L’IBAN virtuel est une autre innovation qui a marqué les esprits mais qui surtout simplifie le quotidien des entreprises. Apparu il y a environ trois ans sur le marché, l’IBAN virtuel répond en effet à différents enjeux opérationnels. Il permet d’abord à une entreprise de mieux maitriser son process d’encaissement par virement. C’est d’ailleurs cette facilitation du rapprochement comptable qui déclenche généralement l’intérêt de nos clients. Ce rapprochement comptable facilité favorise aussi une expérience client optimisée : les mises en demeure de paiement non fondées sont évidemment moindres. L’IBAN virtuel permet enfin de sécuriser l’activité : on ne communique plus à tous les intéressés le même IBAN, celui du compte bancaire mais on crée un IBAN par type d’opérations ou besoin spécifique. C’est un apport qui a trouvé un vrai intérêt face au développement des fraudes par piratage de données.
À l’inverse, quelles sont les innovations du transaction banking dont les entreprises ne se sont pas encore vraiment emparées selon vous ?
D’abord l’initiation de virement comme moyen d’encaissement. Ce qui est logique puisque c’est un sujet récent et sur lequel il n’y a pas encore de solution paneuropéenne. Il commence à prendre de la place, en particulier au sein des entreprises pour lesquelles le virement est un mode de règlement important. L’initiation de paiement par virement présente de nombreux avantages : c’est un mode de paiement supplémentaire proposé au client final et qui, tout en étant très sécurisé, rend possible, avec l’option virement instantané, un encaissement plus rapide pour l’entreprise. C’est donc un vecteur d’optimisation de la trésorerie.

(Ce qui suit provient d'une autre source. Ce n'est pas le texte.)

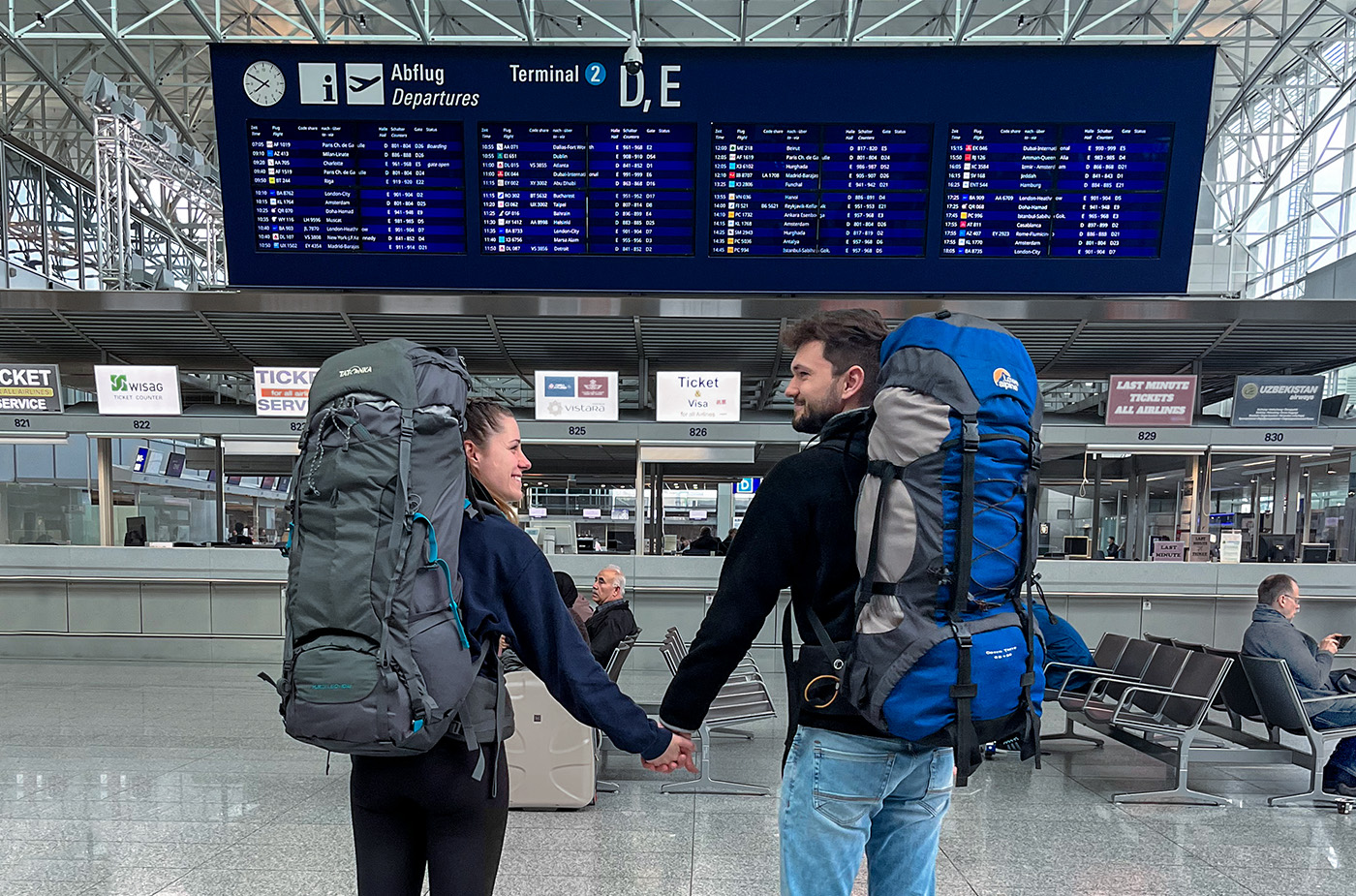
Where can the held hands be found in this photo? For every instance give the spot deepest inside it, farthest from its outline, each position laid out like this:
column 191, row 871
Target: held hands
column 677, row 757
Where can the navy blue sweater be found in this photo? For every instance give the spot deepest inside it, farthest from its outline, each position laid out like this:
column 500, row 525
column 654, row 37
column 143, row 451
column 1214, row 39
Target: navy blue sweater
column 511, row 591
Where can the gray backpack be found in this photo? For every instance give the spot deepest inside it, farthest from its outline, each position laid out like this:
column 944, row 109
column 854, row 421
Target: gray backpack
column 376, row 657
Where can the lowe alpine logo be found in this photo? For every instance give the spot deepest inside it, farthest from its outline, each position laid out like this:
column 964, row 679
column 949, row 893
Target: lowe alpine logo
column 1005, row 380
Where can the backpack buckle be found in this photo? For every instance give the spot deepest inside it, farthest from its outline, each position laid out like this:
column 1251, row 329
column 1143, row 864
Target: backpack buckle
column 970, row 437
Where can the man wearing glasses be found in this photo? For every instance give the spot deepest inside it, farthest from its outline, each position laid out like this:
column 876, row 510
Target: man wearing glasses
column 1274, row 634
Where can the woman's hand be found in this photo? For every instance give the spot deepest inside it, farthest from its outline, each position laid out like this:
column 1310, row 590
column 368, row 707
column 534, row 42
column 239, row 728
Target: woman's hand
column 677, row 757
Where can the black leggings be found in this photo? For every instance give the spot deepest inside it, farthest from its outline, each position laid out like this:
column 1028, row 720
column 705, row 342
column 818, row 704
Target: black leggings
column 426, row 810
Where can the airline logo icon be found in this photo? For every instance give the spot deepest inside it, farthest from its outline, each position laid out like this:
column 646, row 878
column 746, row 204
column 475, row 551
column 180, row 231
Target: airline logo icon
column 363, row 84
column 560, row 386
column 593, row 386
column 576, row 394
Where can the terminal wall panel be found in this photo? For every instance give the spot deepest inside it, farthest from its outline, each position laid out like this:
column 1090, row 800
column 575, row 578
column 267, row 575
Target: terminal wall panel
column 1233, row 616
column 176, row 609
column 33, row 606
column 246, row 609
column 1183, row 618
column 105, row 607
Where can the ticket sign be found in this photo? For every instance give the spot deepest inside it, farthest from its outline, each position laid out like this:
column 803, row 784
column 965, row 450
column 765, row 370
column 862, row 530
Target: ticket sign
column 1278, row 401
column 138, row 390
column 30, row 387
column 1169, row 550
column 688, row 396
column 1142, row 401
column 282, row 392
column 576, row 394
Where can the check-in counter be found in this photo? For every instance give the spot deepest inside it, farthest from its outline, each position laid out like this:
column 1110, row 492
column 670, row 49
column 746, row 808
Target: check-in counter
column 226, row 603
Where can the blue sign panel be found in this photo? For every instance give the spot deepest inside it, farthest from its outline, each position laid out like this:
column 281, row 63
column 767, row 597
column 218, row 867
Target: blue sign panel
column 1034, row 170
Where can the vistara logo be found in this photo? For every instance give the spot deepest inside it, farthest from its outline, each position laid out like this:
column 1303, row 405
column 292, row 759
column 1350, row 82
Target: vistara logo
column 1005, row 380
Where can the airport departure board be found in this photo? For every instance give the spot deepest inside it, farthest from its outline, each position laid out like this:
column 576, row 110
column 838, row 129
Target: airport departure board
column 587, row 189
column 819, row 190
column 1057, row 190
column 358, row 186
column 712, row 170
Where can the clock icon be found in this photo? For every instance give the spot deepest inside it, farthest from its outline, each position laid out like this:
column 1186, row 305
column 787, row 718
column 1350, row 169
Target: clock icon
column 263, row 83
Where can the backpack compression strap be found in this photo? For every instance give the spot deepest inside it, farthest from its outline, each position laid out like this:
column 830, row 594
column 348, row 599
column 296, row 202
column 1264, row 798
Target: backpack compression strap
column 1031, row 742
column 963, row 692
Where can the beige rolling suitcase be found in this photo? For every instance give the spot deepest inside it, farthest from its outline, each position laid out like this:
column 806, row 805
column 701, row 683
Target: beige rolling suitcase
column 551, row 754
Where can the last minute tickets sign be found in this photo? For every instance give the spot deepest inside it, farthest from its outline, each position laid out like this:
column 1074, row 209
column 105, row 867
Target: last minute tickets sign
column 1142, row 400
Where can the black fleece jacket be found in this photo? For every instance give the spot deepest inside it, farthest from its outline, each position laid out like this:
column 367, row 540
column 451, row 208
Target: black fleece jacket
column 510, row 590
column 799, row 533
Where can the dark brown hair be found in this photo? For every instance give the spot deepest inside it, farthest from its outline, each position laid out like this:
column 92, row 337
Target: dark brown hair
column 851, row 338
column 1272, row 587
column 483, row 419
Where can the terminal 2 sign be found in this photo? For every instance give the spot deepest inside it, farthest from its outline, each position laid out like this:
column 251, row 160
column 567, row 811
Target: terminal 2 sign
column 1143, row 401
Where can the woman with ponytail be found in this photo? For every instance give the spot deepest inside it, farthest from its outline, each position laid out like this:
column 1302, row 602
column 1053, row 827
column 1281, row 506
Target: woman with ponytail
column 447, row 810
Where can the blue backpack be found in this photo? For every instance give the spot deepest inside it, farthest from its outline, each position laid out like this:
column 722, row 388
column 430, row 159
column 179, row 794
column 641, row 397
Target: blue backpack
column 945, row 651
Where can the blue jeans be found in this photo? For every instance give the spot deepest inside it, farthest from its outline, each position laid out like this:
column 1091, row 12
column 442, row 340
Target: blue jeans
column 1341, row 764
column 843, row 794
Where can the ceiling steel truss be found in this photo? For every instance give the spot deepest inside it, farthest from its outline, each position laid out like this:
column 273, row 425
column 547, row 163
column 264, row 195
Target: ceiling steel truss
column 1265, row 133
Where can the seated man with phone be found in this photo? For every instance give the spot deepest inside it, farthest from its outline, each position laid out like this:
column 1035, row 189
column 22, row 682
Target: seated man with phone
column 1274, row 634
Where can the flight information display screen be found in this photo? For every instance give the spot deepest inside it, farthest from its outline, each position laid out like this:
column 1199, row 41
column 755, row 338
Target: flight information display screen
column 1057, row 190
column 819, row 190
column 712, row 171
column 587, row 189
column 358, row 186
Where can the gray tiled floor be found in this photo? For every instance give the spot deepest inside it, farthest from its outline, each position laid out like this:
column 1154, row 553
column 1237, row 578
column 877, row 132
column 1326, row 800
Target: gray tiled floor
column 132, row 780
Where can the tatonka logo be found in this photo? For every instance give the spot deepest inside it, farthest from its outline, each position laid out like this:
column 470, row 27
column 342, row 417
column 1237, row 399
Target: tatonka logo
column 1005, row 380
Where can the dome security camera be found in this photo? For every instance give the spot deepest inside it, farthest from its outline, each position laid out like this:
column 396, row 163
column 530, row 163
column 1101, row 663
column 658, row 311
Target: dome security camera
column 632, row 58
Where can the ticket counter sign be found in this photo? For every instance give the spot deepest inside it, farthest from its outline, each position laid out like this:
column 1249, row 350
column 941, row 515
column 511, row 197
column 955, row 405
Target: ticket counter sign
column 282, row 392
column 138, row 390
column 692, row 396
column 576, row 394
column 1278, row 401
column 1145, row 401
column 1169, row 550
column 30, row 389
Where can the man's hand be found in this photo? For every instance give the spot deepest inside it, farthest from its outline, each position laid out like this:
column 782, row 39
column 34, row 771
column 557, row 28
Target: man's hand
column 677, row 757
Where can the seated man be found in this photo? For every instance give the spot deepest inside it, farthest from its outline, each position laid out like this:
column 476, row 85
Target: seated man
column 705, row 541
column 1063, row 644
column 612, row 621
column 1272, row 634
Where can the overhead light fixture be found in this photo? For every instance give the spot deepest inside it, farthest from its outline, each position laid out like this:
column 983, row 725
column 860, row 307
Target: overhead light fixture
column 99, row 92
column 37, row 438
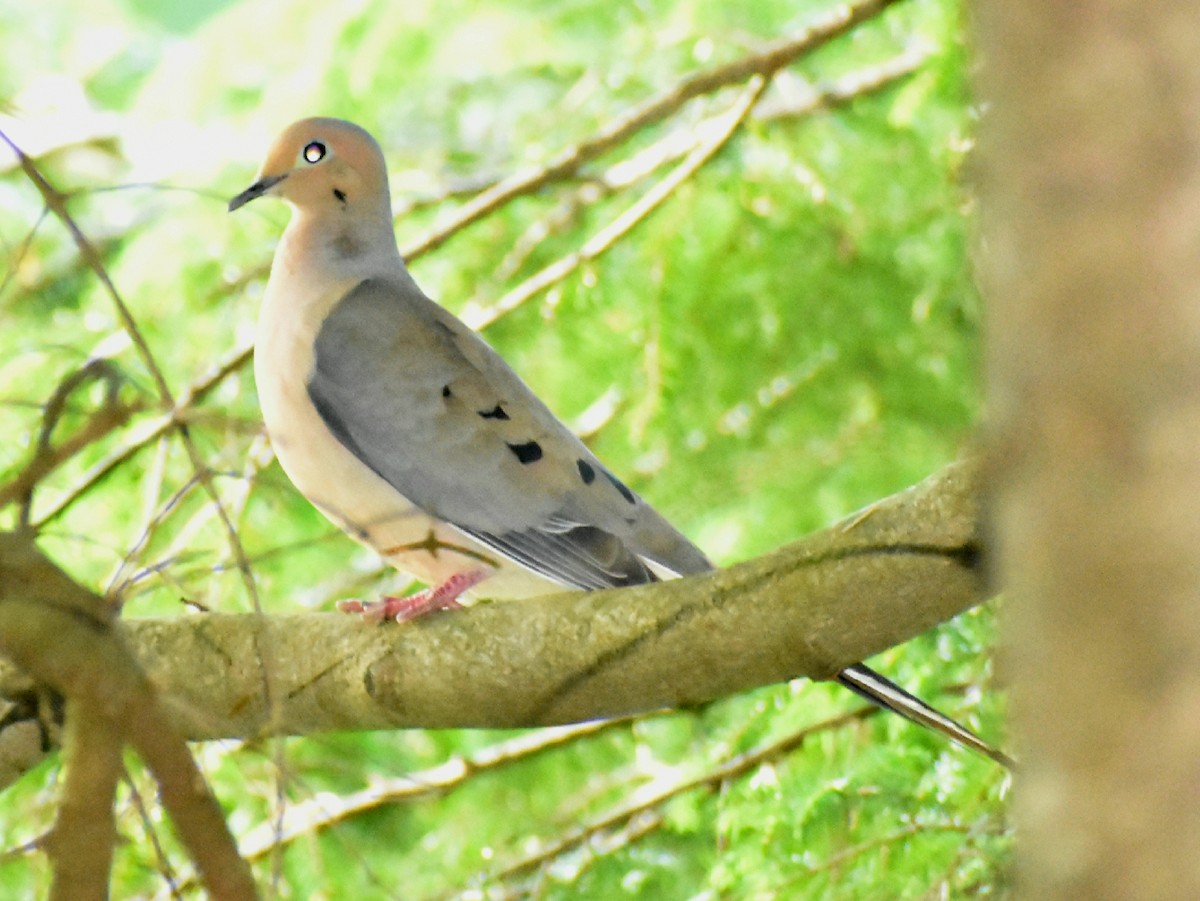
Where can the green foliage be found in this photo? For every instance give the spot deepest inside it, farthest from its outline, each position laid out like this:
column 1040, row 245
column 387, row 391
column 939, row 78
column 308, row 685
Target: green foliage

Une autre innovation encore peu utilisée par les entreprises est l’orchestration des paiements. Pour l’heure, les moyens de paiements sont encore très silotés puisque la démarche la plus fréquente est l’ajout successif de moyens de paiements. Il y a beaucoup à gagner, sur la prévisibilité de trésorerie par exemple, si l’on s’appuie sur une solution d’orchestration des flux d’encaissement et de décaissement.
Quelle innovation à venir va selon vous bouleverser la partie encaissement du transaction banking et donc la vie des entreprises dans leur relation avec leurs clients et leurs banques ?
Sans doute la solution européenne de paiements Wero, pensée pour répondre à un enjeu de souveraineté des paiements au sein de l’Union européenne. Très schématiquement, Wero utilise l’Open Banking*$ et le mixe avec des fondamentaux de l’initiation de paiement par virement et de la carte bancaire. Dans un premier temps, il concernera les transferts de particulier à particulier et dans un second temps, entre particuliers et professionnels. À terme, via son extension au paiement en ligne et en magasin, c’est toute la façon de traiter de bout en bout le paiement qui sera chamboulée que ce soit pour les entreprises ou les établissements financiers. »
Pour en savoir plus sur ce sujet, « Paiements en Europe : Le lancement de Wero en France doit débuter fin juin », entretien avec Martina Weimert, directrice générale de l’European Payment Initiative (EPI) paru sur la Tribune (lien accessible pour les abonnés).
L’open banking est un cadre technologique destiné aux systèmes bancaires qui facilite le partage sécurisé des données entre les institutions financières et les fournisseurs tiers autorisés, grâce à des API sécurisées.